Court Opinion

ID: 9597904
Source: CourtListenerOpinion
Date Created: 2023-08-22 01:03:54.918392+00
Date Added: 2024-06-11T12:27:41.673435
License: Public Domain

NEWMAN, J.,
dissenting.
I agree with the majority, as does Judge Warden in his dissent, that defendant may appeal from the documents by which the trial court revoked his probation and either sentenced him to prison or required him to begin serving the sentence that it had previously imposed. The majority is also correct that ORS 138.050 limits the scope of our review on direct appeal so that, if the statute alone is considered, we may not consider the validity of the probation revocation. I agree, however, with Judge Warden’s dissent that, if the majority is right (as I believe it is) as a matter of statutory construction, ORS 138.040 grants a defendant who is convicted after a plea of not guilty a significant privilege that ORS 138.050 denies to *468a defendant who pleads guilty or no contest: the right to appellate review of the validity of a revocation of the defendant’s probation.
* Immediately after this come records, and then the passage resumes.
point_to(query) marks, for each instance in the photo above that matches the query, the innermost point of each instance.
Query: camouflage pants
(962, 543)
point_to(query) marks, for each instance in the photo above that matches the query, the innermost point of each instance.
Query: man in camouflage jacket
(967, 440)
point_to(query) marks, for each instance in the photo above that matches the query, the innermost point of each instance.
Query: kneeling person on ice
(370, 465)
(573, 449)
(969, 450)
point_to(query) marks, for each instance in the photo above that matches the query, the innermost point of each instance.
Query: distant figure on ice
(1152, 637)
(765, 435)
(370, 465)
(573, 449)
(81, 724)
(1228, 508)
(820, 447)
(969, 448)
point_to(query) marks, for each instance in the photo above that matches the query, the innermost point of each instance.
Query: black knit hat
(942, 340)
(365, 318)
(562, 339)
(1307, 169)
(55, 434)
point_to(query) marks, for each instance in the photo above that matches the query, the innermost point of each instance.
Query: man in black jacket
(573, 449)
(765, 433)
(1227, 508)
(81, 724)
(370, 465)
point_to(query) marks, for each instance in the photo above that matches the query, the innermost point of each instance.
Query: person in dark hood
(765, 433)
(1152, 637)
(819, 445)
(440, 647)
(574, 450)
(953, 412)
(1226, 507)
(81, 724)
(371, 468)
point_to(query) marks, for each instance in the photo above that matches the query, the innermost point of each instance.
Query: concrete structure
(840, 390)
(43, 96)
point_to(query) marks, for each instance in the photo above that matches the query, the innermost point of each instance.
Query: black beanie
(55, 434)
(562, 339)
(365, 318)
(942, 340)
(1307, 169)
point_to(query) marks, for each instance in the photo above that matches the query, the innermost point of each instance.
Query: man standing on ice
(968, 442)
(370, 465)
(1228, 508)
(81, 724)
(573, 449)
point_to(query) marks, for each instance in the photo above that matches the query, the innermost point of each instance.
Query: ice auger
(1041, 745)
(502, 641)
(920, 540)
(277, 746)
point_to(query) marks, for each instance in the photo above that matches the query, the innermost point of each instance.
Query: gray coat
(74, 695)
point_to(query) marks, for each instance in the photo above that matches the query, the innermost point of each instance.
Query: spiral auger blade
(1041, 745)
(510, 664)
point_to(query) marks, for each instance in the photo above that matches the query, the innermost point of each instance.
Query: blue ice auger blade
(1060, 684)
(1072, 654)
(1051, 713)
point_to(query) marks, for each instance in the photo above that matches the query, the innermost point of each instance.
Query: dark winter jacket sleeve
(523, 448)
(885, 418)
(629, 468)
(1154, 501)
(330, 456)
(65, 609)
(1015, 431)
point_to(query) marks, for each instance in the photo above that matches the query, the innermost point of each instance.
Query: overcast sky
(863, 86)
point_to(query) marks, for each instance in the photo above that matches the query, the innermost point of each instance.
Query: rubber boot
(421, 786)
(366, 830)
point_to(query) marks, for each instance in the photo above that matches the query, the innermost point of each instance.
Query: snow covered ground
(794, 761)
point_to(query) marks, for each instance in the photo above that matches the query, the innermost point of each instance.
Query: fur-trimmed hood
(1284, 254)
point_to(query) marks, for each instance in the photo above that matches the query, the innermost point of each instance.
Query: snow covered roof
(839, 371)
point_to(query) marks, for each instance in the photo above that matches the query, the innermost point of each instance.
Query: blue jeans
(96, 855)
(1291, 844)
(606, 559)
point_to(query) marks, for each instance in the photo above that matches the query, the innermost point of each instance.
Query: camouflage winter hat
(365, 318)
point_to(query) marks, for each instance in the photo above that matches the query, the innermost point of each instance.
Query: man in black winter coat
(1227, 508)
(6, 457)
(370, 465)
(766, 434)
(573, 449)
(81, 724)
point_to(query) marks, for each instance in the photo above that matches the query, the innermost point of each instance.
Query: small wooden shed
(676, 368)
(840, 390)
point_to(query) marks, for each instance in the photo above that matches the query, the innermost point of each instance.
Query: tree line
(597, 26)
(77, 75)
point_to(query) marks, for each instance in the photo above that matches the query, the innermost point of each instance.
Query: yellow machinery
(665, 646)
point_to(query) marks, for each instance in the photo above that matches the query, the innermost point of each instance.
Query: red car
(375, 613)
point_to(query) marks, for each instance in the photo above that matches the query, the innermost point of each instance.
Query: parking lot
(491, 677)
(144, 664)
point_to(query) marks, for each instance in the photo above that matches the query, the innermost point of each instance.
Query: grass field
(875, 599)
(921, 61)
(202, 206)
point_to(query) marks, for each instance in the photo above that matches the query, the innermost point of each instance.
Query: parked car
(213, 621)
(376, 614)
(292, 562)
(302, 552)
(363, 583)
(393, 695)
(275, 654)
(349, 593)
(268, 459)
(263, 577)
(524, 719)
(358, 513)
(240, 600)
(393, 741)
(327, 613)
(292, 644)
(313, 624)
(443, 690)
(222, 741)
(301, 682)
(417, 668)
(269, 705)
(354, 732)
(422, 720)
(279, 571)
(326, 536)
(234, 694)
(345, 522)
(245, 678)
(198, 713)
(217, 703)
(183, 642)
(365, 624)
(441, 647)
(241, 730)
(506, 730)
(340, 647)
For the reasons that Judge Graber stated in her dissent in State v. Crocker, 95 Or App 260, opinion withdrawn, 95 Or App 581 (1989), a dissent in which I joined, denial of that privilege to this defendant violates his rights under Article I, section 20, of the Oregon Constitution. To remedy the unconstitutionality, we should extend to him the same privilege that ORS 138.040 grants a defendant who is convicted after a plea of not guilty. Finally, I also concur in the last paragraph of Judge Warden’s dissent.